The Centers for Medicare and Medicaid Services (CMS) should deny payment to providers when there is clear evidence that patients were subjected to  treatments they didn’t want — just as current policies deny payment when patients receive unnecessary treatment.

The Justice Department is investigating hospitals and doctors’ groups for unnecessary treatment and taking legal action against the perpetrators when they find evidence of such treatment. The same diligence should be trained on unwanted medical treatment.

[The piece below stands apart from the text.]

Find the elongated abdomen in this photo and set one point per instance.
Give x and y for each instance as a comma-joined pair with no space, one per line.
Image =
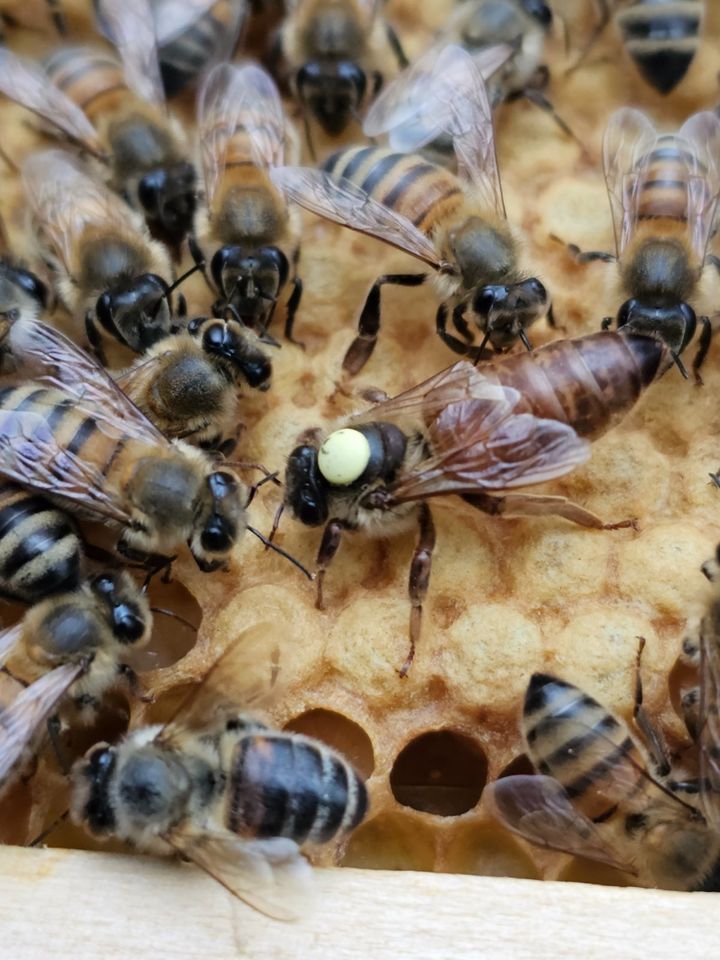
589,382
286,785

It is always unnecessary and should never be considered acceptable.

Compassion & Choices recently recommended CMS initiate several steps to improve the quality of conversations among health care professionals, patients and families about end-of-life decisions, including:

1.      Reimbursing medical providers for participation in advanced care planning with patients and their families well in advance of illness or before facing end of life;

2.      Providing financial incentives and training to encourage medical providers to offer all the information and counseling necessary for a patient’s decision making when they secure informed consent;

3.      Ensuring that the full range of medical care and treatment decisions, including curative care, palliative care and medical assistance in dying, are freely available to patients without institutional or reimbursement barriers.

The explosion of the aging population coupled with the nation’s financial and moral commitment to providing health care to an ever-increasing number of Americans reveals that the scourge of unwanted medical treatment must be an urgent priority for our nation.

Mickey MacIntyre is the Chief Program Officer for the nation’s leading end-of-life choice advocacy group, Compassion & Choices. He recently testified before the Institute of Medicine’s Committee on Transforming End-of-Life Care.

Sean Crowley is Media Relations Manager for Compassion & Choices and a former press secretary for U.S. Rep. Sander Levin, the ranking member of the House Appropriations Committee, which has jurisdiction over federal health care programs.